What is going on in my Mongodb?
Unanswered
Australian Freshwater Crocodile posted this in #help-forum
Australian Freshwater CrocodileOP
So 2 days ago I installed mongodb on my VPS for using in my projects
I don't have any special info in it yet because I didn't use it in this 2 days
But now I opened my compass and I see the db as you see in the image
and there is a content in it :
All your data is backed up. You must pay 0.0045 BTC to bc1qt3zrm0va2g5adut9pem790hsmtnwka76yrzwjp In 48 hours, your data will be publicly disclosed and deleted. (more information: go to http://(removedformemberscuriousity).win/mdb) After paying send mail to us: againremoved@onionmail.org and we will provide a link for you to download your data. Your DBCODE is: 184INW
I don't have any special info in it yet because I didn't use it in this 2 days
But now I opened my compass and I see the db as you see in the image
and there is a content in it :
All your data is backed up. You must pay 0.0045 BTC to bc1qt3zrm0va2g5adut9pem790hsmtnwka76yrzwjp In 48 hours, your data will be publicly disclosed and deleted. (more information: go to http://(removedformemberscuriousity).win/mdb) After paying send mail to us: againremoved@onionmail.org and we will provide a link for you to download your data. Your DBCODE is: 184INW
50 Replies
Australian Freshwater CrocodileOP
I have nothing on my db and I checked my vps and its just fine (last login was me 2 days ago)
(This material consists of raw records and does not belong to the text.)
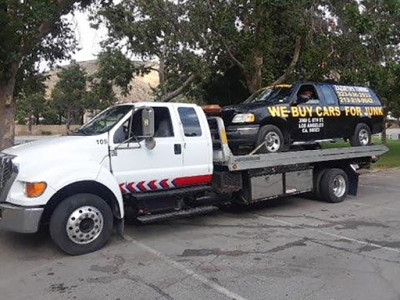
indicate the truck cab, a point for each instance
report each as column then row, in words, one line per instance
column 126, row 150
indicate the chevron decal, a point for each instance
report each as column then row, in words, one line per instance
column 164, row 184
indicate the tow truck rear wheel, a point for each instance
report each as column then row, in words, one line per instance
column 334, row 185
column 81, row 224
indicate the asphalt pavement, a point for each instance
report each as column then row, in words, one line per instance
column 292, row 248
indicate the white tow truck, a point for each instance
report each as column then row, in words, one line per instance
column 160, row 160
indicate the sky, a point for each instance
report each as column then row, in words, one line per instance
column 88, row 38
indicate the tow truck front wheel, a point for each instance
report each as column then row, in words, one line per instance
column 334, row 185
column 81, row 224
column 361, row 136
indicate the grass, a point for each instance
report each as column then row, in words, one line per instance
column 390, row 159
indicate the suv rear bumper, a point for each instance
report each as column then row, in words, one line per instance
column 20, row 219
column 242, row 134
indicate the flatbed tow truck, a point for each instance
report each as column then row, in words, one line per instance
column 80, row 185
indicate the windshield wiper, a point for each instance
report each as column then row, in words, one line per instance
column 83, row 130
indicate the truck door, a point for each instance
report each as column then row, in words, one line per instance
column 197, row 150
column 139, row 169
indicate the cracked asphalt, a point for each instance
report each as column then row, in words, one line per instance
column 292, row 248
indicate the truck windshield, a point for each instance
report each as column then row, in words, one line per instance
column 105, row 120
column 278, row 93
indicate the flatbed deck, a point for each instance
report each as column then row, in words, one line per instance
column 248, row 162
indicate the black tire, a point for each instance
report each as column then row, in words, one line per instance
column 361, row 136
column 61, row 215
column 334, row 185
column 276, row 133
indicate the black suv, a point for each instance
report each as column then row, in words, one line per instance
column 274, row 118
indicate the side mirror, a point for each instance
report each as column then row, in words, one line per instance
column 148, row 127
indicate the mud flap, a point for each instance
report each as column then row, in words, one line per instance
column 120, row 226
column 353, row 180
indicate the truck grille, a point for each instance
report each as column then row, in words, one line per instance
column 6, row 170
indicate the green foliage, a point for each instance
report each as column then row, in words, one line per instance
column 69, row 95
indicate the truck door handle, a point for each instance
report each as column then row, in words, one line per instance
column 178, row 149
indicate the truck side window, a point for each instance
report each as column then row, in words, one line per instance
column 329, row 94
column 162, row 125
column 162, row 122
column 190, row 121
column 310, row 92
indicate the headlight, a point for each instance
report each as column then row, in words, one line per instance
column 243, row 118
column 35, row 189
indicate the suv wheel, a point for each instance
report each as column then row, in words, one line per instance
column 361, row 136
column 334, row 185
column 81, row 224
column 272, row 139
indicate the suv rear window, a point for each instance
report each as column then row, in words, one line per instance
column 278, row 93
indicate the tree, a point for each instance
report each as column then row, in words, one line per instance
column 69, row 94
column 30, row 31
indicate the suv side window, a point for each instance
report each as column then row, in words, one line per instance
column 311, row 92
column 190, row 121
column 329, row 94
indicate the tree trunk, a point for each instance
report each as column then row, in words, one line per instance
column 7, row 109
column 68, row 121
column 161, row 70
column 383, row 135
column 254, row 79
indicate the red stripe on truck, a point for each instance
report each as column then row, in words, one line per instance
column 193, row 180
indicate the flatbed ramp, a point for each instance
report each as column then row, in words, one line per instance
column 248, row 162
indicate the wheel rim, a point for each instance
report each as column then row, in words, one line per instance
column 339, row 186
column 272, row 142
column 363, row 137
column 84, row 225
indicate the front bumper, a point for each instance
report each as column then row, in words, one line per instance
column 242, row 134
column 20, row 219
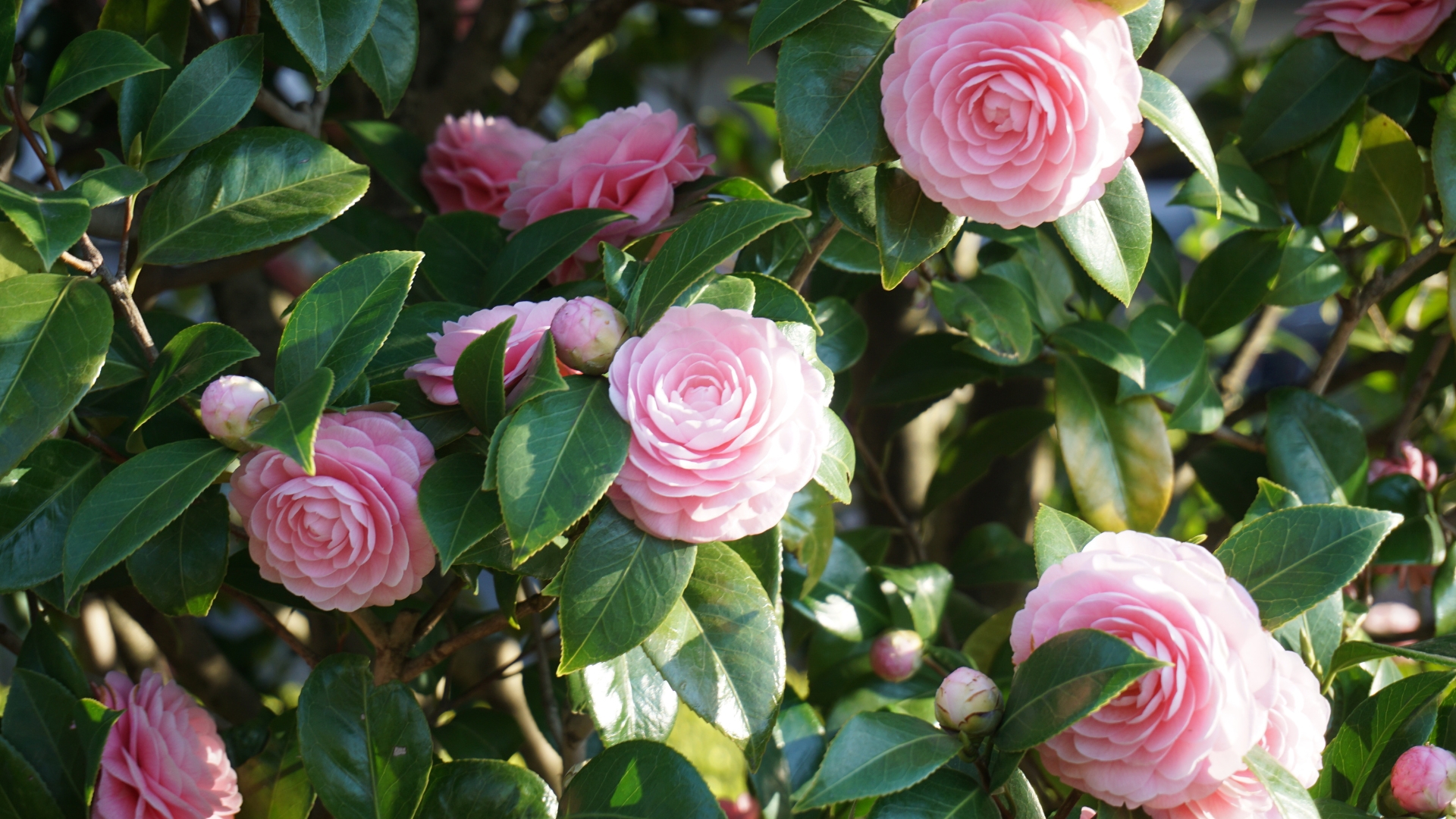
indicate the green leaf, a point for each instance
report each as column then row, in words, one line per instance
column 92, row 61
column 52, row 221
column 366, row 748
column 618, row 586
column 459, row 248
column 386, row 58
column 1112, row 237
column 343, row 319
column 1117, row 455
column 1166, row 107
column 1376, row 733
column 1388, row 186
column 246, row 190
column 558, row 457
column 294, row 422
column 327, row 33
column 695, row 248
column 827, row 99
column 538, row 248
column 136, row 502
column 487, row 787
column 190, row 360
column 36, row 509
column 1293, row 558
column 877, row 754
column 909, row 224
column 212, row 95
column 1308, row 89
column 274, row 783
column 1234, row 280
column 721, row 649
column 1066, row 678
column 638, row 780
column 1315, row 447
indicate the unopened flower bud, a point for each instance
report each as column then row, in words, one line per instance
column 228, row 409
column 1424, row 780
column 896, row 654
column 968, row 701
column 587, row 334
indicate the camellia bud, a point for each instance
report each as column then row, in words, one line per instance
column 968, row 701
column 228, row 409
column 1424, row 780
column 896, row 654
column 587, row 334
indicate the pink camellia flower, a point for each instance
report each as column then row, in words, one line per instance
column 1012, row 111
column 1372, row 30
column 523, row 346
column 727, row 425
column 350, row 535
column 162, row 758
column 628, row 161
column 1294, row 739
column 228, row 407
column 1177, row 733
column 1424, row 779
column 473, row 161
column 1411, row 461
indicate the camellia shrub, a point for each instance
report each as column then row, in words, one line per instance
column 937, row 480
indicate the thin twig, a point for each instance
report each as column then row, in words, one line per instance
column 275, row 626
column 817, row 245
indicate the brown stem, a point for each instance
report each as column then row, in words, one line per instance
column 817, row 245
column 1413, row 403
column 275, row 626
column 482, row 629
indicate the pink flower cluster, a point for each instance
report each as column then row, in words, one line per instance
column 628, row 161
column 1174, row 742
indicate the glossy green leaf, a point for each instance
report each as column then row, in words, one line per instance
column 829, row 98
column 1308, row 89
column 695, row 248
column 344, row 318
column 877, row 754
column 327, row 33
column 557, row 460
column 1112, row 237
column 92, row 61
column 190, row 360
column 721, row 649
column 487, row 787
column 1066, row 678
column 136, row 502
column 618, row 586
column 293, row 425
column 1117, row 455
column 1293, row 558
column 246, row 190
column 1234, row 280
column 366, row 748
column 386, row 58
column 909, row 224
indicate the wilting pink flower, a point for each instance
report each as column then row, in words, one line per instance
column 350, row 535
column 1372, row 30
column 162, row 758
column 523, row 346
column 628, row 161
column 727, row 425
column 1178, row 732
column 1294, row 739
column 1012, row 111
column 473, row 161
column 1411, row 461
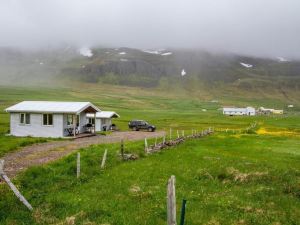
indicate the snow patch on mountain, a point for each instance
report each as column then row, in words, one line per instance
column 246, row 65
column 167, row 53
column 281, row 59
column 86, row 52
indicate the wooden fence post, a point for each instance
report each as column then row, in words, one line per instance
column 171, row 201
column 78, row 164
column 104, row 159
column 122, row 148
column 146, row 145
column 13, row 187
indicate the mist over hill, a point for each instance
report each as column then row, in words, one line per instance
column 150, row 68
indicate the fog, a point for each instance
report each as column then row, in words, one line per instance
column 255, row 27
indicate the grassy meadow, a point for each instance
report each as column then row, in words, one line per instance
column 236, row 177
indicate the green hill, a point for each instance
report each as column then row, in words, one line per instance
column 206, row 72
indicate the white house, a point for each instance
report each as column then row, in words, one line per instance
column 103, row 120
column 50, row 119
column 233, row 111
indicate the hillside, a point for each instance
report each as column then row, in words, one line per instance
column 189, row 70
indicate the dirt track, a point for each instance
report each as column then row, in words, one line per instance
column 46, row 152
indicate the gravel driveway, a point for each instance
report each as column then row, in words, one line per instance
column 46, row 152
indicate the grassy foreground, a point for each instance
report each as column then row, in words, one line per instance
column 226, row 178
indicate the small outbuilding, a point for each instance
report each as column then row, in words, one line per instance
column 234, row 111
column 50, row 118
column 103, row 120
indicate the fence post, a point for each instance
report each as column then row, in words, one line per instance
column 13, row 187
column 78, row 164
column 104, row 159
column 146, row 145
column 171, row 201
column 182, row 216
column 122, row 148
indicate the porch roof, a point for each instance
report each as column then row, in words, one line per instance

Should I open that url myself?
someone hacked into your mongo instance
@Yi Lon Ma someone hacked into your mongo instance
Australian Freshwater CrocodileOP
How???????? in 2 days??? with what?
How did they manage to find my IP and username and pass?
maybe you didn't set a password, or weak password
Australian Freshwater CrocodileOP
Do they have access to my vps's data?
@Yi Lon Ma maybe you didn't set a password, or weak password
Australian Freshwater CrocodileOP
It's not that strong but not that weak tho
this also happened with me when I didn't set password on my mongo and it had the same message
@Yi Lon Ma this also happened with me when I didn't set password on my mongo and it had the same message
Australian Freshwater CrocodileOP
Should I be worried about my data on my vps?
or just changing the pass is enough?
disable password login and use ssh keys
@Yi Lon Ma disable password login and use ssh keys
Australian Freshwater CrocodileOP
I sometimes need to login to my vps from another device
Australian Freshwater CrocodileOP
@Yi Lon Ma I've changed my mongodb pass
and still it keeps recreating that
I delete that db and it comes back
what should I do??
monitor the connections to your mongo
@Australian Freshwater Crocodile what should I do??
Just delete your VPS and start a new one maybe?
and this time set a good password
if you're just hosting your app on the server and not using for development, don't expose your db to internet
use docker network to connect to your db
@adam.birds Just delete your VPS and start a new one maybe?
Australian Freshwater CrocodileOP
No bro I will have to put like 2 days of work for this lol
I guess it got fixed
I changed the user too
@Australian Freshwater Crocodile No bro I will have to put like 2 days of work for this lol
Just save your code to git, move it over and install mongodb again, it shouldn't take 2 days to set mongodb up gaain.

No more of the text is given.